The dynamic here is far from surprising. Indeed, I warned against it last year, in my analysis of the Connecticut reform law, which was already much weaker than the earlier one adopted by Colorado:

[T]he Connecticut law is still a step in the right direction. But its limitations are a warning sign of how state-level qualified immunity reform can be watered down to avoid antagonizing police unions and other law enforcement interest groups. [Nick] Sibilla  describes how police-union lobbying had an impact on HB 6004, which only barely passed, even in this weakened form.

There is a parallel here to the history post-Kelo eminent domain reform, under which 45 states enacted new reforms limiting state and local governments' power to take private property to promote "economic development." In the wake of the Supreme Court's enormously unpopular 2005 ruling upholding such takings, there was broad support for curbing them, and state legislatures worked to satisfy it. But much of the resulting legislation was largely toothless, because legislators were able to satisfy public opinion without offending powerful interest groups that benefited from the status quo.

Thanks to widespread political ignorance, most of the public doesn't follow the details of legislation, and therefore can't readily tell the difference between effective reforms and largely cosmetic ones. By contrast, organized interest groups can. Legislatures have incentives to satisfy the former without antagonizing the latter, and that helps explain why many state legislatures passed weak or totally ineffective eminent domain reforms after Kelo….

Like eminent domain reform after Kelo, abolishing qualified immunity enjoys widespread public support in the wake of the death of George Floyd and the resulting public focus on police abuses. But, as in the case of eminent domain reform, the devil of qualified immunity is often in the details, and most voters probably know little about them….

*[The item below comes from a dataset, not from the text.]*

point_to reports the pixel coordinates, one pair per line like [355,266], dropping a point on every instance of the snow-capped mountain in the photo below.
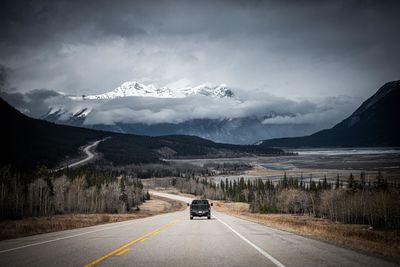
[138,89]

It is too early to say whether qualified immunity reform will follow the same pattern as eminent domain reform….Nonetheless, reform advocates should be aware of the dangerous dynamic that can arise when interest groups and legislators can take advantage of public ignorance to water down reform efforts.

There is no easy fix for this problem. But QI opponents should still continue to press both litigation and political reform efforts. Despite its limitations, post-Kelo eminent domain reform  led to real achievements, with some 20 states enacting reform laws with real teeth, and many state courts constraining "economic development" takings under their state constitutions. As I explain in detail in my book on Kelo and other writings, successful constitutional reform efforts usually rely on a combination of litigation and political mobilization for legislative reform. The two are mutually reinforcing. As the Kelo case shows, even a high-profile defeat in Court can sometimes lead to effective reform, by attracting new public attention to the issue in question.

Future law enforcement abuses might well create opportunities to refocus public attention on QI reform. Nonetheless, the struggle against QI now seems likely to become a prolonged slog. In both the Supreme Court and the political arena, hopes for a quick victory have been largely dashed.